Approximation of multiplication product

[honnaraj.t]

hi,
i need to do multiplication of 12-bit(11-0) number which is of fixed format means.......
in this last bit represents sign bit and remaining represents magnitude. i am doing multiplication using ALTERA multiplier (MEGAWIZARD-FUNC) which is giving 24-bit product but i want this to be compressed to 12-bit (more efficiently)..............please attach any material regarding this topic if it is available. thanks in advance .....................................

 

[FvM]

I guess you're talking of regular signed (2's complement) arithmetic. For a 12 bit accurate result you have to perform a 12x12 multiply and cut off the less significant bits.
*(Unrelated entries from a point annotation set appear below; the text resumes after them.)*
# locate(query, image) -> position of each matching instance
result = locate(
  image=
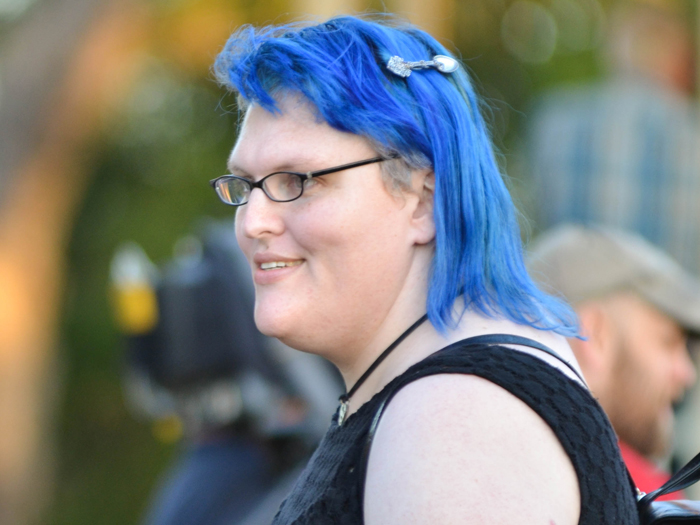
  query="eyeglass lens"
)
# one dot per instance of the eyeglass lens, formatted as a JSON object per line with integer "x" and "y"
{"x": 279, "y": 187}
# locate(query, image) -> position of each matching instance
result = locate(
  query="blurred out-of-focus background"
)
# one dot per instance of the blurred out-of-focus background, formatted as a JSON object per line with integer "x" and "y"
{"x": 111, "y": 126}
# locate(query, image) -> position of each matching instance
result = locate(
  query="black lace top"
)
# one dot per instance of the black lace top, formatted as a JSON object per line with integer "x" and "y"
{"x": 329, "y": 489}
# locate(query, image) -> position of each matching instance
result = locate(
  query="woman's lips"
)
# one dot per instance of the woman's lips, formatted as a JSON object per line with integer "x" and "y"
{"x": 272, "y": 271}
{"x": 278, "y": 264}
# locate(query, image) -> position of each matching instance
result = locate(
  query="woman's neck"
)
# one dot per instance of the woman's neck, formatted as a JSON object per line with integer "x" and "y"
{"x": 426, "y": 340}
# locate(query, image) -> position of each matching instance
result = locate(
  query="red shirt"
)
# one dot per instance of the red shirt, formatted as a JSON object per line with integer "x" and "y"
{"x": 647, "y": 476}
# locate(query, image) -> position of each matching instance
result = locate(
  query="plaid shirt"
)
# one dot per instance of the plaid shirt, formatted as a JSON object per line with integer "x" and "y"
{"x": 624, "y": 154}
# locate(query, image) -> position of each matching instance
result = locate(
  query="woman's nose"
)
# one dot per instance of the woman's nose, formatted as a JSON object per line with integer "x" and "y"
{"x": 260, "y": 217}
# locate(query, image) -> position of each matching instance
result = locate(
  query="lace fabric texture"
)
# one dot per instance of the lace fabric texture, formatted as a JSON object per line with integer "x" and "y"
{"x": 328, "y": 490}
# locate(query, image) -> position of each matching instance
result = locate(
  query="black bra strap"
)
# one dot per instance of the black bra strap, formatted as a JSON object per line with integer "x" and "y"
{"x": 489, "y": 339}
{"x": 508, "y": 339}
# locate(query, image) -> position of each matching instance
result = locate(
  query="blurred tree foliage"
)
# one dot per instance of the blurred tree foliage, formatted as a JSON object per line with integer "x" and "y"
{"x": 151, "y": 167}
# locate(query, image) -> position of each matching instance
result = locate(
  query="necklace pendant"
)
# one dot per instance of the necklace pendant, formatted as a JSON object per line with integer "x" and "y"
{"x": 341, "y": 413}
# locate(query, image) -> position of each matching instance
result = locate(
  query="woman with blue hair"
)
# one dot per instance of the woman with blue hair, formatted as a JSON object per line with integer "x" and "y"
{"x": 381, "y": 203}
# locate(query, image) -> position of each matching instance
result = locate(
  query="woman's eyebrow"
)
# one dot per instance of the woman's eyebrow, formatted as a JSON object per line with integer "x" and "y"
{"x": 238, "y": 171}
{"x": 285, "y": 166}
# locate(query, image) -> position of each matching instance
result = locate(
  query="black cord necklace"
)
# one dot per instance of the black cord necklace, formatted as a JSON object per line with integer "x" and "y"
{"x": 345, "y": 398}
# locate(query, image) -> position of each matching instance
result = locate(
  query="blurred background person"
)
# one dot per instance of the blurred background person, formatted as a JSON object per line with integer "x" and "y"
{"x": 637, "y": 307}
{"x": 625, "y": 151}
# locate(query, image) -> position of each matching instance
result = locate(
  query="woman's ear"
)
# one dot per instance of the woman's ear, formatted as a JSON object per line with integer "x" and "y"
{"x": 423, "y": 222}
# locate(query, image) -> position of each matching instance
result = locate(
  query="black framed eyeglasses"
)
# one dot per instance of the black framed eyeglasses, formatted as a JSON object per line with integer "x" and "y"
{"x": 281, "y": 186}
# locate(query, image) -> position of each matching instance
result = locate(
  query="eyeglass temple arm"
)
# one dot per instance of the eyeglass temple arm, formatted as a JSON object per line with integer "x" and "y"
{"x": 311, "y": 174}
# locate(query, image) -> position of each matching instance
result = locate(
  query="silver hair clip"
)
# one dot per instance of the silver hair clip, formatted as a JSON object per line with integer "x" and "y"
{"x": 442, "y": 63}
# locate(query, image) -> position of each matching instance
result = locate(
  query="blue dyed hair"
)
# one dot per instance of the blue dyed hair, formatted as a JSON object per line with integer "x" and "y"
{"x": 428, "y": 119}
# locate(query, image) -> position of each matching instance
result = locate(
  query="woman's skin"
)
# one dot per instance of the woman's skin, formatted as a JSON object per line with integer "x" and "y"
{"x": 357, "y": 260}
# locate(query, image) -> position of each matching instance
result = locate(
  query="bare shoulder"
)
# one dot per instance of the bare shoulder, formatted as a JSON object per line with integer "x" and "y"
{"x": 455, "y": 448}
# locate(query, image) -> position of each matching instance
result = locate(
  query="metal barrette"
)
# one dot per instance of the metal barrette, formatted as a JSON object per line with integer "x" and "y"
{"x": 442, "y": 63}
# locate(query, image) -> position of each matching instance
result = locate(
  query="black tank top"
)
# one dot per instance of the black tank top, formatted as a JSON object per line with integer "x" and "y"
{"x": 328, "y": 492}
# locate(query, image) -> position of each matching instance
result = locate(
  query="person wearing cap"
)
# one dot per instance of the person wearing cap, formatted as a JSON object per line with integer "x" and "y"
{"x": 636, "y": 307}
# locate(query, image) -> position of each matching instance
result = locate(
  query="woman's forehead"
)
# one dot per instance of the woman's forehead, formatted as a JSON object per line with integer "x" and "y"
{"x": 291, "y": 138}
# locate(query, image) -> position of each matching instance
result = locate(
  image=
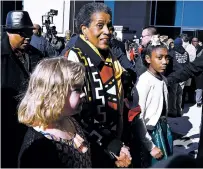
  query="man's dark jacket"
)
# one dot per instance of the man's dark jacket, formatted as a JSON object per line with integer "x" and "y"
{"x": 14, "y": 78}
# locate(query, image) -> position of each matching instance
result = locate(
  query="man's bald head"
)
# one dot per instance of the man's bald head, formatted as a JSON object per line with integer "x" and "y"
{"x": 37, "y": 29}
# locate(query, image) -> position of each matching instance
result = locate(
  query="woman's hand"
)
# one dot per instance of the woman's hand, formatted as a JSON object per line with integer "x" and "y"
{"x": 156, "y": 153}
{"x": 124, "y": 160}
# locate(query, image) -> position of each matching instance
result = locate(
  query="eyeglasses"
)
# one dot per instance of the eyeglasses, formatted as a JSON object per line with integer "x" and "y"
{"x": 25, "y": 34}
{"x": 144, "y": 36}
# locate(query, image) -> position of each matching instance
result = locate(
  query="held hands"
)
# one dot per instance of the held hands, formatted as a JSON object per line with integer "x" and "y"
{"x": 156, "y": 153}
{"x": 124, "y": 160}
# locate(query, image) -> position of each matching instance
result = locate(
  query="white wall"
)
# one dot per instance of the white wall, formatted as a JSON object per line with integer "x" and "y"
{"x": 37, "y": 8}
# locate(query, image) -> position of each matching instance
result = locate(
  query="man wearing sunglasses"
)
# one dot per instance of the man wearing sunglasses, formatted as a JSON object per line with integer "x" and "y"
{"x": 17, "y": 60}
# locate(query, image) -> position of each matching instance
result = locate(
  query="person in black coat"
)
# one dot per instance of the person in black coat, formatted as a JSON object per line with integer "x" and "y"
{"x": 17, "y": 61}
{"x": 192, "y": 69}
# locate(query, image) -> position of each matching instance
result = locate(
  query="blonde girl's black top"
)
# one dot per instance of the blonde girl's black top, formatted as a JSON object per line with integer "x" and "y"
{"x": 37, "y": 151}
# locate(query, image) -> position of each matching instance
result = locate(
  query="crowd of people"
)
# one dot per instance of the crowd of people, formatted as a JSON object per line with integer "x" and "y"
{"x": 91, "y": 106}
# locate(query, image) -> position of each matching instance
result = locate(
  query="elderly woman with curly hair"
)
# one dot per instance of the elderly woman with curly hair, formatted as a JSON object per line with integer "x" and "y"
{"x": 104, "y": 92}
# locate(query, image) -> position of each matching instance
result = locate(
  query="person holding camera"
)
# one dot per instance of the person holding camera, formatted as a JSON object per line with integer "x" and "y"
{"x": 41, "y": 43}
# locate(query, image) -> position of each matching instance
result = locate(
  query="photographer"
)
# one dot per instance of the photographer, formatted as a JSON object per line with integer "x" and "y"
{"x": 41, "y": 43}
{"x": 57, "y": 42}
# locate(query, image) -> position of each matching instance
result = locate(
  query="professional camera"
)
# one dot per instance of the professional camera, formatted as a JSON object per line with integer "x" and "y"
{"x": 47, "y": 20}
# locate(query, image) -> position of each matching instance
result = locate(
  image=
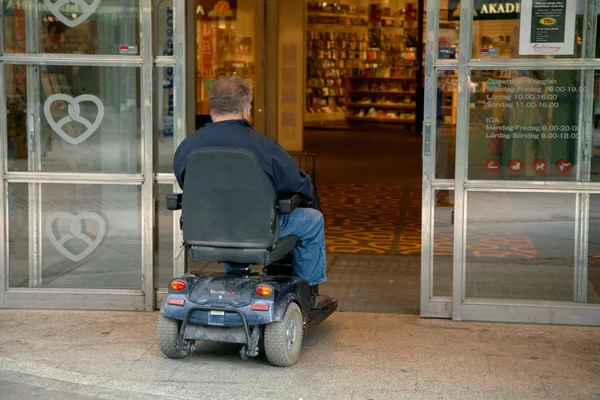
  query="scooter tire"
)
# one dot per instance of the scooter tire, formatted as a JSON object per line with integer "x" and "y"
{"x": 168, "y": 335}
{"x": 283, "y": 339}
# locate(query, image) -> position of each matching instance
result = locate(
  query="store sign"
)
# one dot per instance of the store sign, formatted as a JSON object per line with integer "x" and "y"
{"x": 72, "y": 12}
{"x": 483, "y": 10}
{"x": 167, "y": 122}
{"x": 447, "y": 53}
{"x": 525, "y": 125}
{"x": 217, "y": 9}
{"x": 77, "y": 232}
{"x": 74, "y": 115}
{"x": 547, "y": 27}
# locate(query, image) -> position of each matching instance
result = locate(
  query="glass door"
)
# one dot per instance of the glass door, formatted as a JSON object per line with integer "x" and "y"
{"x": 526, "y": 180}
{"x": 78, "y": 174}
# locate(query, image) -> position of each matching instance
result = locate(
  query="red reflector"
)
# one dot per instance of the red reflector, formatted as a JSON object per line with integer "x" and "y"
{"x": 176, "y": 302}
{"x": 264, "y": 290}
{"x": 178, "y": 285}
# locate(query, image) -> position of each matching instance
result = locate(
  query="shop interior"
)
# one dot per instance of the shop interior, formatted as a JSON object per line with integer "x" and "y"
{"x": 356, "y": 101}
{"x": 362, "y": 106}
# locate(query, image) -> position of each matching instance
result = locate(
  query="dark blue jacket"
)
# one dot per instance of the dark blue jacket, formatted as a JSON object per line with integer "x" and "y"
{"x": 275, "y": 161}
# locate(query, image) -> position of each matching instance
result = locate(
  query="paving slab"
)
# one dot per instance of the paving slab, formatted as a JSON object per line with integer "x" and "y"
{"x": 114, "y": 355}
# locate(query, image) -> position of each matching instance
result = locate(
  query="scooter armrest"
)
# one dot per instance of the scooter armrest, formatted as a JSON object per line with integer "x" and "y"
{"x": 288, "y": 202}
{"x": 174, "y": 201}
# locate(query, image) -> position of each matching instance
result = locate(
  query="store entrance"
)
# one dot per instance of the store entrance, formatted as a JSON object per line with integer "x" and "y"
{"x": 363, "y": 104}
{"x": 369, "y": 184}
{"x": 350, "y": 93}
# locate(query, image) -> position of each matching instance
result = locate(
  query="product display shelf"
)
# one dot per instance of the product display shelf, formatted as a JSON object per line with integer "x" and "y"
{"x": 383, "y": 99}
{"x": 331, "y": 51}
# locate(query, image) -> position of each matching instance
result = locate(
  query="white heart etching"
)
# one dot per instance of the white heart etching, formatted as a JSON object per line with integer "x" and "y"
{"x": 75, "y": 232}
{"x": 74, "y": 115}
{"x": 86, "y": 8}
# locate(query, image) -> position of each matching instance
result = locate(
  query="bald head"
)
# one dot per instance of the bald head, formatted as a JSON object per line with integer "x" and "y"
{"x": 230, "y": 97}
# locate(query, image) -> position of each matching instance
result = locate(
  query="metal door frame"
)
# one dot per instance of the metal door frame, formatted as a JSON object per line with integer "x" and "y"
{"x": 459, "y": 307}
{"x": 37, "y": 297}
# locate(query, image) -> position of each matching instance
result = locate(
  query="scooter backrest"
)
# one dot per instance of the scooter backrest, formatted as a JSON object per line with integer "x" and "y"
{"x": 228, "y": 200}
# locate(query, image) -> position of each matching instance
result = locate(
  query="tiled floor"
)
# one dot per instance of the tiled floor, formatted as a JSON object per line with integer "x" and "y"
{"x": 387, "y": 284}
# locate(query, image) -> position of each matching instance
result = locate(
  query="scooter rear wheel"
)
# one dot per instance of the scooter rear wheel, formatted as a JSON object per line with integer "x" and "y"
{"x": 168, "y": 335}
{"x": 283, "y": 339}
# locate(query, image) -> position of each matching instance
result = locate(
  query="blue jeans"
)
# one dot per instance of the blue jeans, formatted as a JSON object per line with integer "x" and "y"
{"x": 309, "y": 254}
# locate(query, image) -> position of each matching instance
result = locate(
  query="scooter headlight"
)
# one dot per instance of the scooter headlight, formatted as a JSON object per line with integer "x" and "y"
{"x": 264, "y": 290}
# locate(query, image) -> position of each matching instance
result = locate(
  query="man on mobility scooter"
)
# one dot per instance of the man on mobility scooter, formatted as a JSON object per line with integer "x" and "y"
{"x": 244, "y": 203}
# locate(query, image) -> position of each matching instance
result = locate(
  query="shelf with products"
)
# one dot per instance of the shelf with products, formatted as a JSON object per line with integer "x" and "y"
{"x": 330, "y": 53}
{"x": 359, "y": 69}
{"x": 386, "y": 94}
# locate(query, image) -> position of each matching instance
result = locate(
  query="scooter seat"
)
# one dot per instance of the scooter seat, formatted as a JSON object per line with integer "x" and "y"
{"x": 257, "y": 256}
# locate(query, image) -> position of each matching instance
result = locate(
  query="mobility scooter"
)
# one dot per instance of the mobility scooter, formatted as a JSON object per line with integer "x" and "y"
{"x": 230, "y": 214}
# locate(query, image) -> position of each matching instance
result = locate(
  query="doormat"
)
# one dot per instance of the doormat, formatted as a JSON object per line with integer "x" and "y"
{"x": 386, "y": 220}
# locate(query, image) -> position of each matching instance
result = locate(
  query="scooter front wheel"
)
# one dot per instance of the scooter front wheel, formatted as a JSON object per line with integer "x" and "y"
{"x": 168, "y": 335}
{"x": 283, "y": 339}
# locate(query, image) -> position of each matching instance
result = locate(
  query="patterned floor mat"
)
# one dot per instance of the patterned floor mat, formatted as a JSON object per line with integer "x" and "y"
{"x": 386, "y": 220}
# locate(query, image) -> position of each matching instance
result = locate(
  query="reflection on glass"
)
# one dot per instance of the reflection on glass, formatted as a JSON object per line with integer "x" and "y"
{"x": 108, "y": 27}
{"x": 90, "y": 119}
{"x": 163, "y": 229}
{"x": 225, "y": 46}
{"x": 90, "y": 236}
{"x": 18, "y": 234}
{"x": 164, "y": 22}
{"x": 165, "y": 112}
{"x": 520, "y": 246}
{"x": 443, "y": 243}
{"x": 497, "y": 30}
{"x": 16, "y": 104}
{"x": 449, "y": 30}
{"x": 447, "y": 95}
{"x": 14, "y": 26}
{"x": 524, "y": 125}
{"x": 89, "y": 27}
{"x": 593, "y": 285}
{"x": 595, "y": 169}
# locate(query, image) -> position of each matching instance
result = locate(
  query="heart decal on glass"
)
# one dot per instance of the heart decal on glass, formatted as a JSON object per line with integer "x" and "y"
{"x": 74, "y": 115}
{"x": 86, "y": 8}
{"x": 76, "y": 231}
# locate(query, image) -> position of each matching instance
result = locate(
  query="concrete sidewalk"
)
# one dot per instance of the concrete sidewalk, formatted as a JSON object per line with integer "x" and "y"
{"x": 114, "y": 355}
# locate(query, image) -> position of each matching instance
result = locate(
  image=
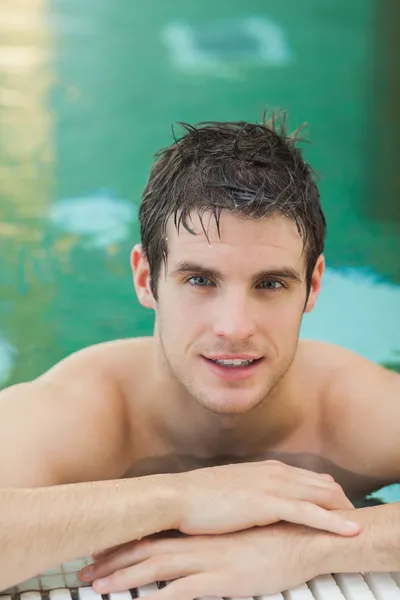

There's no other approximation. In a signed x signed multiply, also the highest result bit is redundant, if you handle the overflow with 0x800*0x800.

 

[honnaraj.t]

Thanks for replying.....

i am bit confused regarding : if we multiplied n-bits * n-bits = product is definetly 2n-bits ..........if we want to assign this 2n-bit product to n-bit (register) which gives an error........ if we repeat multiplication 4-5 times on same data my results will go very bad...

i got shock while i did this example -1(12-bit)*-1(12-bit) =0 (LSB-12-bit)

 

[FvM]

The correct truncation of the 24 bit product to a 12 bit result depends on the meaning of your fixed point number format. Unfortunately you didn't tell about. Cutting of the less significant bits is correct for a fractional (representing -1 to +1) format. If you are intending a simple right justified integer format, the 12 most significant bits have to be eliminated by saturation logic, positive values have to be limited to +2047 (0x7ff) and negative to -2048 (0x800). Obviously, the number of result bits must fit the register size before assigning it, a general HDL programming fact, not specific to arithmetics.

As a hint: Cause standard libraries don't provide this kind of operations, it's meaningful to define functions that perform it.

 

[omara007]

I believe a good solution is to determine the dynamic range of the vector that needs to be truncated. For example, if you have a signed vector of 8-bits that needs to be efficiently truncated to only 4-bits and we need to have the resultant 4-bits to contain most of the value of the input 8-bits vector, we can consider the following:

Say:
X = 1111_1010 -- Input Vector
Notice that the most significant 5bits are all (1)s. And they are representing the sign of the vector, while the effective value of the vector is only contained in the least-significant 3 bits.

If you managed to determine the effective range of the value, u can truncate its most-significant 4bits of this range, and this might be the most accurate truncation.